Последние поэты империи: Очерки литературных судеб | страница 59



Глеб Горбовский вспоминает: «Рубцов не любил заставать у меня кого-либо из ленинградских поэтов, все они казались ему декадентами, модернистами… пишущими от ума кривляками. Все они — люди, как правило, с высшим образованием, завзятые эрудиты — невольно отпугивали выходца „из низов“, и когда Николай вдруг узнал, что я — недоучка и в какой-то мере скиталец, бродяга, то проникся ко мне искренним уважением. Не из солидарности неуча к неучу… а из солидарности неприкаянных, причем неприкаянных сызмальства…»

Глебу выпало право на жизнь. Продолжать в этой новой жизни свои былые ущербные темы в поэзии было бы бессмысленно и глупо. Надо было писать новые стихи.

В этом крутом поэтическом повороте судьбы влияние советского официоза абсолютно ни при чем, как бы ни упрекали поэта в некоем конформизме его былые сотоварищи из круга Иосифа Бродского. На него влияла вечность, влияли Смерть и Жизнь. Ему открывались новые христианские истины. Что значат в таком раскладе какие-нибудь чиновники из обкома партии или Союза писателей? Думаю, что в семидесятые — восьмидесятые годы официоз вообще мало что значил в жизни крупных писателей. Настоящая литература и официозная литература существовали параллельно, не задевая друг друга, что бы сейчас ни говорили именно те, кто любил угождать любым властям. А для Глеба Горбовского, внутренне пережившего свою смерть, дальнейшее существование означало: если ты не умер, надо искать смысл своей будущей жизни.

На лихой тачанке
Я не колесил.
Не горел я в танке,
Ромбы не носил.
Не взлетал в ракете
Утром, по росе…
Просто жил на свете,
Мучился, как все.
(«На лихой тачанке…», 1969)

Самое трудное для поэта — прийти к «неслыханной простоте» стиха, минуя иронию, издевку, рефлексию, научиться всерьез говорить о главном. Простым лирическим словом передать таинственность бытия. Сочетать былую изысканность стиля с обретенными христианскими представлениями о мире. «Я серьезен. Я — камень. Я все перетрогал и взвесил. / И всего тяжелее — раздетое сердце мое».

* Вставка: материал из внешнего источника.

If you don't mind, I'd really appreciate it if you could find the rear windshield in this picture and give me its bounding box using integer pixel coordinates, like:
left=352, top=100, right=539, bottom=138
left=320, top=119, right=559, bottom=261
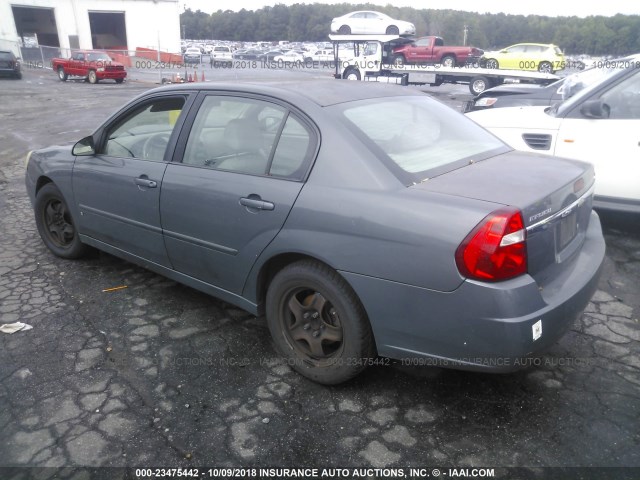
left=335, top=96, right=510, bottom=185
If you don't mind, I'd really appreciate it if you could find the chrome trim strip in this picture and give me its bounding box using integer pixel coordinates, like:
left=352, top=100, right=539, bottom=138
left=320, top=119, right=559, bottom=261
left=527, top=182, right=596, bottom=233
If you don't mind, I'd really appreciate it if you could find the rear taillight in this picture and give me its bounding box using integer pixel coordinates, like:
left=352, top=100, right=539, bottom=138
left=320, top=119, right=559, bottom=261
left=456, top=207, right=527, bottom=282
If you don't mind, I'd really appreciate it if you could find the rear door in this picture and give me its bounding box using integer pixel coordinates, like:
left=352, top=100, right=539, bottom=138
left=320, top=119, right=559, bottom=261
left=72, top=94, right=188, bottom=266
left=160, top=92, right=318, bottom=294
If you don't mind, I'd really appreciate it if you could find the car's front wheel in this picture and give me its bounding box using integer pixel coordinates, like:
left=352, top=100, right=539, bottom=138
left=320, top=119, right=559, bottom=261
left=266, top=260, right=375, bottom=385
left=34, top=183, right=89, bottom=258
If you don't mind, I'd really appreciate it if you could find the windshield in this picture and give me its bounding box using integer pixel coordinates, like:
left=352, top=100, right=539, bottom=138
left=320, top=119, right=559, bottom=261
left=336, top=96, right=509, bottom=185
left=558, top=67, right=610, bottom=100
left=87, top=52, right=111, bottom=62
left=547, top=63, right=632, bottom=117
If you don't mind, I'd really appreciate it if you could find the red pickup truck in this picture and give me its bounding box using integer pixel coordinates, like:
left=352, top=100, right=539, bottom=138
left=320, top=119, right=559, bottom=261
left=393, top=36, right=484, bottom=67
left=51, top=51, right=127, bottom=83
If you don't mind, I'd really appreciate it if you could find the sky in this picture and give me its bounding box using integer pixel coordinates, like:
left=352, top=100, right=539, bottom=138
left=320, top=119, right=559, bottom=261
left=180, top=0, right=640, bottom=20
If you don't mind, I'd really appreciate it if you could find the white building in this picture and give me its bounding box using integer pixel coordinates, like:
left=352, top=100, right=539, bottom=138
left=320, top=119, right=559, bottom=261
left=0, top=0, right=180, bottom=53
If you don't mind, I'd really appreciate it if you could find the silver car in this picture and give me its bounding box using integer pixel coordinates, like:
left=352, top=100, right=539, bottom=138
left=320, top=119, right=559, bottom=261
left=26, top=80, right=605, bottom=384
left=331, top=10, right=416, bottom=35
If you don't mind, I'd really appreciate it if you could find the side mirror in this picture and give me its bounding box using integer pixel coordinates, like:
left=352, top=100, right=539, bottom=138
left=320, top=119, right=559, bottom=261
left=580, top=99, right=611, bottom=118
left=71, top=135, right=96, bottom=157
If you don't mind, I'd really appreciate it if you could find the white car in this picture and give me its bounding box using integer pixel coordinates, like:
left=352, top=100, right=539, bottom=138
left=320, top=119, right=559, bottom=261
left=466, top=55, right=640, bottom=213
left=211, top=45, right=233, bottom=65
left=331, top=10, right=416, bottom=35
left=273, top=50, right=304, bottom=63
left=304, top=49, right=335, bottom=63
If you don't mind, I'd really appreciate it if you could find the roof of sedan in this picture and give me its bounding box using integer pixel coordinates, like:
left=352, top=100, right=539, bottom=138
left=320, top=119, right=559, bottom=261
left=148, top=79, right=424, bottom=107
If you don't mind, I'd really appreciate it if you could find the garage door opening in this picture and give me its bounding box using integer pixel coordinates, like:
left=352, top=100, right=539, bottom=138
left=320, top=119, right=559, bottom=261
left=89, top=12, right=127, bottom=50
left=11, top=5, right=60, bottom=47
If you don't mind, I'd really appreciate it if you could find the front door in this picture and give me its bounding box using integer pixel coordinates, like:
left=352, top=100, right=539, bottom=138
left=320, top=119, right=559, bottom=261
left=160, top=93, right=317, bottom=294
left=72, top=95, right=186, bottom=266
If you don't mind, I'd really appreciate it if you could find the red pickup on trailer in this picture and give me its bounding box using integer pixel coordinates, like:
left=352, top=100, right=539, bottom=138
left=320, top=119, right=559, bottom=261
left=51, top=50, right=127, bottom=83
left=393, top=36, right=484, bottom=67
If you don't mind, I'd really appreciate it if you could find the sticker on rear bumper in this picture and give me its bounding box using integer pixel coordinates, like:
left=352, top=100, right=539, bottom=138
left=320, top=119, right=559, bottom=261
left=531, top=320, right=542, bottom=342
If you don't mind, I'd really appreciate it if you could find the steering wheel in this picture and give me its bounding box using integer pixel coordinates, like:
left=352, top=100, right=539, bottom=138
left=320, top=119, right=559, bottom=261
left=142, top=133, right=170, bottom=160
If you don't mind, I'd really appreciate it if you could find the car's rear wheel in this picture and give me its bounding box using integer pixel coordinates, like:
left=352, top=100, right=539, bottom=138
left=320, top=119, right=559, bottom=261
left=538, top=62, right=553, bottom=73
left=266, top=260, right=375, bottom=385
left=469, top=75, right=491, bottom=95
left=485, top=58, right=500, bottom=70
left=34, top=183, right=89, bottom=258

Может быть, после полосы отчуждения, после окаянно-могильных, очаровывающих своим тленом стихов начались у Глеба Горбовского поиски веры?

Все более чуждым становился он для поэтов полудиссидентского круга. Что-то внешне незримое, но весомое, важное и понятное многим разделяло его и Кушнера, Бобышева, Наймана. Их поэтический «„фонарь“, — как вспоминает Горбовский, — походил на клетку с птицами, которые неожиданно оказались певчими… но песни их далеко не всем нравятся…» Да и он сам со своею неприкаянностью лирического бродяги, к тому же еще «затеявшего» поиски христианской веры, простого слова к читателю, был явно чужд этим мастерам поэтических конструкций, почитателям словесной игры. Впрочем, и сам поэт был откровенен в неприятии отчужденных от России коллег по поэтическому цеху.